Why Clinical Trials Need Decision Intelligence
Over the past three decades in clinical research, development outsourcing, and patient access, I have watched trial execution steadily improve. Systems are more sophisticated. Automation is more prevalent. Operational discipline is stronger.
Yet we still do not reliably understand, capture, or reuse how the best decisions are made. Decision-making quality, consistency, and traceability have not advanced at the same pace
Today’s clinical infrastructure benefits from robust systems—such as Clinical Trial Management Systems (CTMS), Enterprise Resource Planning (ERP), Quality Management Systems (QMS), financial tools, and contract lifecycle management. But, the economic and governance decisions that shape these systems remain fragmented, siloed, and overly reliant on intuition rather than structured logic.
The consequences are familiar
- Incentives misaligned between sponsors, CROs, and sites.
- Budget challenges arise late in the process.
- Amendments can undermine leadership confidence.
- Outcomes of negotiation and collaboration vary widely across programs.
- Participant burdens often manifest only after retention issues become apparent. These challenges are not operational hurdles; they stem from gaps in decision-making structures.
A Case in Point Consider a practical example from an oncology program in which the reimbursable Target Product Profile (rTPP) evolved during development. While payer positioning broadened, the expectations for evidence grew more stringent.
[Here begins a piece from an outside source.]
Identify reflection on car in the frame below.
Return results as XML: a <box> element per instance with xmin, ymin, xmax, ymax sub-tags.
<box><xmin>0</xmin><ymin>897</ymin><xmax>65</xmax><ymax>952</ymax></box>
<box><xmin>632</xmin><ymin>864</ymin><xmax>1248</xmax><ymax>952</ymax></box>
Although the scientific logic was sound, a structured approach to economic realignment was missing.
This oversight led to a cascade of reactive actions:
- Trial complexity increased to support payer-relevant endpoints
- Sample sample size and cost assumptions shifted late
- CRO and vendors scope and responsibilities expanded without recalibrated performance incentives
- Clinical Operations, Finance, and Outsourcing teams operated under different assumptions.
- Market access strategies difrated from development cost assumptions.
Individually, each decision made sense; however, collectively, they introduced variability, quality, data compliance risks, and uncertainty regarding capital.
A Decision Intelligence Layer What is needed is a Clinical Trial Decision Intelligence layer. A structured layer that strengthens how economic design, negotiation logic, and governance alignment are shaped — before execution systems take over
At RHIEOS, we focus on three pillars:
- Enhance Economic Design
When the rTPP shifts, economic implications are modelled structurally—budget prescriptions, incentive alignment, payment logic, and participant burdens—before negotiations start.
- Improve Negotiation Intelligence
Concession pathways and potential economic implications are illuminated upfront, reducing defensive posture and lowring amendment risk.
- Establish Governance Coherence
Structured decision logic is captured and made reusable across studies and programs, aligning Clinical, Finance, Outsourcing, and Leadership around shared reasoning
Over time, these decisions can transform into program-level intelligence rather than remaining isolated transactions.
Why This Matters Now While AI systems will continue to expedite operations, poorly structured decisions made faster can inherently increase risk. The next phase of clinical infrastructure must prioritize not only efficiency but also effective coherence. Decision coherence reduces variability, aligns incentives, lowers amendment risk, and strengthens capital confidence It is about strengthening how trials are economically designed, negotiated, and governed.
Begin with One Study:
- Improve budget confidence.
- Enhance negotiation consistency.
- Align incentives from the outset.
- Make participant burdens transparent during the design phase.
If decision-making becomes structured and reusable, value compounds across programs. In my experience, this approach leads to improved outcomes for all stakeholders—not just improved processes.